全叔的院子里都掛滿了藥草,他是顧家莊唯一的醫師,但他不姓顧,是村長的一位老友,孤家寡人,跟著村長一起來這邊建立顧家莊的。
「月丫頭,你可知道回來了?」男人忠厚的聲音從屋子裡傳出來,當下嘎吱一聲,木門打開,全叔拿著一個燈籠走了出來。
「全叔,麻煩你幫月兒看看,她掉下山崖居然一點事情都沒有,我怕她有內傷。」顧芊芊把雲逐月抱進去。

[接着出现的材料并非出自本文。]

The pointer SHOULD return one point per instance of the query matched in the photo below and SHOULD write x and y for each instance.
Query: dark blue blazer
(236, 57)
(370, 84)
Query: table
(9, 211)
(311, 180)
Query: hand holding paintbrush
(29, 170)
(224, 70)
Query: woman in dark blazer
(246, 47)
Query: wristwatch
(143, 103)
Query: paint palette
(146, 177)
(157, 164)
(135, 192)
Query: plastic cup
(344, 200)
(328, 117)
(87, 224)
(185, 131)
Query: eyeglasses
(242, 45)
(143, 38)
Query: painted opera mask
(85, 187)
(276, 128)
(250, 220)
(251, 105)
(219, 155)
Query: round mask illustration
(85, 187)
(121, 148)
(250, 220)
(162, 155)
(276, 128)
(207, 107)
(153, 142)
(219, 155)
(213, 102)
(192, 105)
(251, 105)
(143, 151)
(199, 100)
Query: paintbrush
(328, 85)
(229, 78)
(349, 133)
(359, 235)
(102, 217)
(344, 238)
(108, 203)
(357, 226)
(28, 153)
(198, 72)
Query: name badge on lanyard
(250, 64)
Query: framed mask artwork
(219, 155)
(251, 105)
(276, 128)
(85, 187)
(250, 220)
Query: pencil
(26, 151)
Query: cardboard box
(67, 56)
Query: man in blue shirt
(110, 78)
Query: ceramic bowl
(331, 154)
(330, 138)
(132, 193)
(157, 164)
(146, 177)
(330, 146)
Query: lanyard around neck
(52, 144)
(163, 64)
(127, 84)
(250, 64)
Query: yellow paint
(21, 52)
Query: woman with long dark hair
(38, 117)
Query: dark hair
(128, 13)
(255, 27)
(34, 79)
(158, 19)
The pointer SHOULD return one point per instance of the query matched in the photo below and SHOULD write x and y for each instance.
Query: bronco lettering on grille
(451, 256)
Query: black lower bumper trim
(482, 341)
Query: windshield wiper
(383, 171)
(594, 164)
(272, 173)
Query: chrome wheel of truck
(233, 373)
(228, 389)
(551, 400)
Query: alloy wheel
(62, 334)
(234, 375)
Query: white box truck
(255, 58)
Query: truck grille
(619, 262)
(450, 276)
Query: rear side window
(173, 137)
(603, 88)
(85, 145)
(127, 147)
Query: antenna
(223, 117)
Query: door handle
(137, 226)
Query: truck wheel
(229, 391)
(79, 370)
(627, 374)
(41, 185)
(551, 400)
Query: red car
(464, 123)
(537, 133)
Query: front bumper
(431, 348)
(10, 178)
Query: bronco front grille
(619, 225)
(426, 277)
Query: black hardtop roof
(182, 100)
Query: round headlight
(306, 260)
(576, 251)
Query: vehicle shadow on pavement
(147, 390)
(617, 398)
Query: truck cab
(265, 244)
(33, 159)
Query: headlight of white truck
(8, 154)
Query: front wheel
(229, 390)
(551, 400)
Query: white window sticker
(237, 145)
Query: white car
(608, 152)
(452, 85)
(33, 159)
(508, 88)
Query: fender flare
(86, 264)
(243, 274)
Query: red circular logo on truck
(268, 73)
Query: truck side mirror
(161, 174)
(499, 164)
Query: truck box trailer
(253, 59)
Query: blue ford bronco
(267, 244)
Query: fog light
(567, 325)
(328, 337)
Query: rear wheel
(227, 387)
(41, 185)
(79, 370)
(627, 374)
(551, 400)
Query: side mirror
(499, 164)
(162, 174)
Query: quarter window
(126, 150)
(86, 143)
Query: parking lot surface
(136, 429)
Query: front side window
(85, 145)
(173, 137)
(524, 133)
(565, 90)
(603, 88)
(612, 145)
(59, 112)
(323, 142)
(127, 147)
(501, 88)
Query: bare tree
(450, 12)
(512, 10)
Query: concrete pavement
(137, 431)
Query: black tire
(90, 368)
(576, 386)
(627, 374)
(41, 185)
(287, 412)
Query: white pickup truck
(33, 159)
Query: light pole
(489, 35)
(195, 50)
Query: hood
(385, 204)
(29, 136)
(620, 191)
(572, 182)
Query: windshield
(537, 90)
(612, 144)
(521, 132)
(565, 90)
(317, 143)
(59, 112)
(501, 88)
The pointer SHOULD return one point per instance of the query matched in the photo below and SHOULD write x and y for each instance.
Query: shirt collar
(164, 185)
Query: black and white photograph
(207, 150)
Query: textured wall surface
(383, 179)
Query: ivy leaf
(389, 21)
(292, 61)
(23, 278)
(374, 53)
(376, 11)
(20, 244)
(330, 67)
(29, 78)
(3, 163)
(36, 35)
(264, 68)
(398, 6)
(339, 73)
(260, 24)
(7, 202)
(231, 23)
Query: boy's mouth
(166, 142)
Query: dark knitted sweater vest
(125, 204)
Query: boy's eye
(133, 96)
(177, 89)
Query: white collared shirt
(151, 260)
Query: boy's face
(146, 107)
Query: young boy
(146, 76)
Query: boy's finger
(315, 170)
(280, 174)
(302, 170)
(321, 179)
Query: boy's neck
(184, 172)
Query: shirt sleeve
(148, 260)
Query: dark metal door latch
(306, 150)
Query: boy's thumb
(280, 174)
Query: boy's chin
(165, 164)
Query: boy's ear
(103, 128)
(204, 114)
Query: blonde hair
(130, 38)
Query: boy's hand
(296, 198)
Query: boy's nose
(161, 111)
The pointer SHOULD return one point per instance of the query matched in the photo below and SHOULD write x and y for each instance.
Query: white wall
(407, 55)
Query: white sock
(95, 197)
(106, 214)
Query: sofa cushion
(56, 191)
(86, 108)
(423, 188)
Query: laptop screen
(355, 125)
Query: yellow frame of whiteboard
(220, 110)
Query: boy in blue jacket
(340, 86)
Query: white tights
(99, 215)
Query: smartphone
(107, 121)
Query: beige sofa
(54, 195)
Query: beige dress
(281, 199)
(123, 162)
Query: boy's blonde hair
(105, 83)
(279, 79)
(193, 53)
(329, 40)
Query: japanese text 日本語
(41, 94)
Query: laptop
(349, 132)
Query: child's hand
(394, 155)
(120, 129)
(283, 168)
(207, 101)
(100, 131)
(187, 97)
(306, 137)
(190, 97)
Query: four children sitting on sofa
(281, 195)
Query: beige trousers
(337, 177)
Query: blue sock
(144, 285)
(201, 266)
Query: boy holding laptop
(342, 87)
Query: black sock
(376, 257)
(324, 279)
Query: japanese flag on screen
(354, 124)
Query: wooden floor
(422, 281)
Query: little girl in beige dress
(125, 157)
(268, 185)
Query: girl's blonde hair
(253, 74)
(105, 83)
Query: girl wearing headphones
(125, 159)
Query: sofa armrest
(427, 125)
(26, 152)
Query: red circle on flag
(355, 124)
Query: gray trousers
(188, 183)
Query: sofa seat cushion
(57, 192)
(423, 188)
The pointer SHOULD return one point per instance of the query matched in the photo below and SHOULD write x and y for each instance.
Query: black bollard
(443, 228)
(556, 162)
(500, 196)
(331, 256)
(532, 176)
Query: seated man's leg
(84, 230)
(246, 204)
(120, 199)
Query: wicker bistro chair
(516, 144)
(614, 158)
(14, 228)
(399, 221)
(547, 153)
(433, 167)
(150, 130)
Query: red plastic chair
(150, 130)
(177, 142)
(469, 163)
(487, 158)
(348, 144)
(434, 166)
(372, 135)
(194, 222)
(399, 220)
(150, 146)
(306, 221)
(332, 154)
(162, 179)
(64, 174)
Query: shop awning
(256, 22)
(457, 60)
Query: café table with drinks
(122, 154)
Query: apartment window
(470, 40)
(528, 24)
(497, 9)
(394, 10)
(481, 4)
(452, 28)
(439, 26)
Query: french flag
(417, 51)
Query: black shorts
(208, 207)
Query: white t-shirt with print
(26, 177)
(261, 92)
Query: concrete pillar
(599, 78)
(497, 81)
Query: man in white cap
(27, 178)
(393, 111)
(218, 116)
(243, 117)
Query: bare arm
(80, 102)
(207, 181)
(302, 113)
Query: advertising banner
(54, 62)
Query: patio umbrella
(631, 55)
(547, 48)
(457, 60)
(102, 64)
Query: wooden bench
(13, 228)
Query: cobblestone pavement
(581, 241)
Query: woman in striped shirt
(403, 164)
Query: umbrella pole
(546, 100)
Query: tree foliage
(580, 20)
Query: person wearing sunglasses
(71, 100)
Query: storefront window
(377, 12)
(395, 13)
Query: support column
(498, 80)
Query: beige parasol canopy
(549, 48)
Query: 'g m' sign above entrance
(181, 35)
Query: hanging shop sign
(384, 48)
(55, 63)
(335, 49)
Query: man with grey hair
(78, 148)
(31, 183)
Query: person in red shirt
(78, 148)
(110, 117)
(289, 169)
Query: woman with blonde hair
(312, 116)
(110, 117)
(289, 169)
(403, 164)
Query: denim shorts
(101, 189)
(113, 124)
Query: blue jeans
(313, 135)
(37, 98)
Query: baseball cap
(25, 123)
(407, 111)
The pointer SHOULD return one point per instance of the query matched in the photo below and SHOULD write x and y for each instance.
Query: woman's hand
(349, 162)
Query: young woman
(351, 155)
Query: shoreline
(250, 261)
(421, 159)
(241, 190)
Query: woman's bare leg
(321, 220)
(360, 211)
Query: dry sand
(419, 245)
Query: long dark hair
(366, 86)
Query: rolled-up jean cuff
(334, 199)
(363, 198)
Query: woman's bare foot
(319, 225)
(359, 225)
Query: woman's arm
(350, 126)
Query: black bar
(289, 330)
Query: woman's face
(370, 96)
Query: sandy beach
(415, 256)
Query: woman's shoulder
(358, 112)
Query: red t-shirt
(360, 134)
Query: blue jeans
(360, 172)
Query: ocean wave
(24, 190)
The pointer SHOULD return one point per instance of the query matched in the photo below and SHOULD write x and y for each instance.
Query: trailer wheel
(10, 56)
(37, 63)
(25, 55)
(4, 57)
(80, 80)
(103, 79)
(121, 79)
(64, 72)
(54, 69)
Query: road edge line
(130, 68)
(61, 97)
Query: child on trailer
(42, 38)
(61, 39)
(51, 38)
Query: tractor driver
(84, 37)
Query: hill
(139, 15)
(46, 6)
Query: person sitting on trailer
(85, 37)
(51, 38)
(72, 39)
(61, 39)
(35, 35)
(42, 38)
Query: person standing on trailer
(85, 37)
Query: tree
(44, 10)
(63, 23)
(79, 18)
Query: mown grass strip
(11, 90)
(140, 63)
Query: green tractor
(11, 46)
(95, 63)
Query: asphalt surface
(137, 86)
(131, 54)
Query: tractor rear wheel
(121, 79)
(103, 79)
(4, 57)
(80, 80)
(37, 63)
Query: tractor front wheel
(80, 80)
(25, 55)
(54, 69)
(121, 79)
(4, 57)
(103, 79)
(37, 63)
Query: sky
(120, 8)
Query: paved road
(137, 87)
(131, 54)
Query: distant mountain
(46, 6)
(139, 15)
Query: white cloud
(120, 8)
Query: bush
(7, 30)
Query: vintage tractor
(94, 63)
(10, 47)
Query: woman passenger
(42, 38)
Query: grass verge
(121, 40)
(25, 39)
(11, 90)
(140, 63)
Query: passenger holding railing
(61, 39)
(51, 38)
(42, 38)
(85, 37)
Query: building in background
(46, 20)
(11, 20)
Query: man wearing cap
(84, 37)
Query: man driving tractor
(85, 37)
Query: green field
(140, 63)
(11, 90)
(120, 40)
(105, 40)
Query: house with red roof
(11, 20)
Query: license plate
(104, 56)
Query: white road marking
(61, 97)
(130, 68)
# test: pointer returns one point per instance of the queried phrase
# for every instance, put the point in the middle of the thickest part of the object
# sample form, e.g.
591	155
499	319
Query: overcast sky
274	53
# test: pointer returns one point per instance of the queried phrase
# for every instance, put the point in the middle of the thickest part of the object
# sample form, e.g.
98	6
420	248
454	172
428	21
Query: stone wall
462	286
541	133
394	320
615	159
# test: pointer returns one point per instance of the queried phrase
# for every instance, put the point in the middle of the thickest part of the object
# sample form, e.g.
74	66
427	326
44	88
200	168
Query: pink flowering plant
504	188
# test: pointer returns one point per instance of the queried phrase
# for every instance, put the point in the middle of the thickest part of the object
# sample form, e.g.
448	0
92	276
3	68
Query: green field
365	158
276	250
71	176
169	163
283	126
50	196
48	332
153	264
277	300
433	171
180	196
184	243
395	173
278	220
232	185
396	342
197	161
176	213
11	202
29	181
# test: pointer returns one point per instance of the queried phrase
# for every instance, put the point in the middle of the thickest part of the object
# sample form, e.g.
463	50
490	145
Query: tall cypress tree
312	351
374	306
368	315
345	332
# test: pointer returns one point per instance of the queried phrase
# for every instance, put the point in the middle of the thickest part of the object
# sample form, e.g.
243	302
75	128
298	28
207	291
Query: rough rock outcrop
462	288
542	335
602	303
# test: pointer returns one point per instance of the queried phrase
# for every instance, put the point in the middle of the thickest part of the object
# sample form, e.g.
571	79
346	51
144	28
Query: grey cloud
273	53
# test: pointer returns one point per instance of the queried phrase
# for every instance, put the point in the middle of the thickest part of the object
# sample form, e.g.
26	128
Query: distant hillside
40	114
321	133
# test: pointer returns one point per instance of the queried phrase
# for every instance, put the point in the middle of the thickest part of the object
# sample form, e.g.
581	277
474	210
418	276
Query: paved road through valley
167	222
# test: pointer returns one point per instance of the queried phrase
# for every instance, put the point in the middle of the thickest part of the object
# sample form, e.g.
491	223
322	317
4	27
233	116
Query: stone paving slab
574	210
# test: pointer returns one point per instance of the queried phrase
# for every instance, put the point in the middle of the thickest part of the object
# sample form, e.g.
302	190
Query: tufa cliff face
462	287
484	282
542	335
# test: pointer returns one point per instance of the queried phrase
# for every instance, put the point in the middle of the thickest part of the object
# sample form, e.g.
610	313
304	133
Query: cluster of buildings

全叔點頭后立刻忙碌起來,但很快他發現雲逐月不僅沒有什麼內傷,而且身體似乎比之前更健康,讓他有點詫異,但當看到她手臂上有一個月牙的淡紅色傷痕時,面色一變問道:「月兒,你被什麼人打了手臂嗎?」
雲逐月抬手看看疤痕,其實已經不明顯,這種一天都不到的修復速度很是神奇。
「沒有啊,這個是我以前摔傷的吧。」雲逐月腦子裡一轉后說道。
「胡說,你什麼時候手臂上有傷了?娘親怎麼不知道?」顧芊芊常常幫小丫頭洗澡,對她身體自然了解一清二楚,「這傷前兩日都沒有。」
「月丫頭,你在崖下是不是撞到什麼或者吃了什麼?」全叔忽然問道。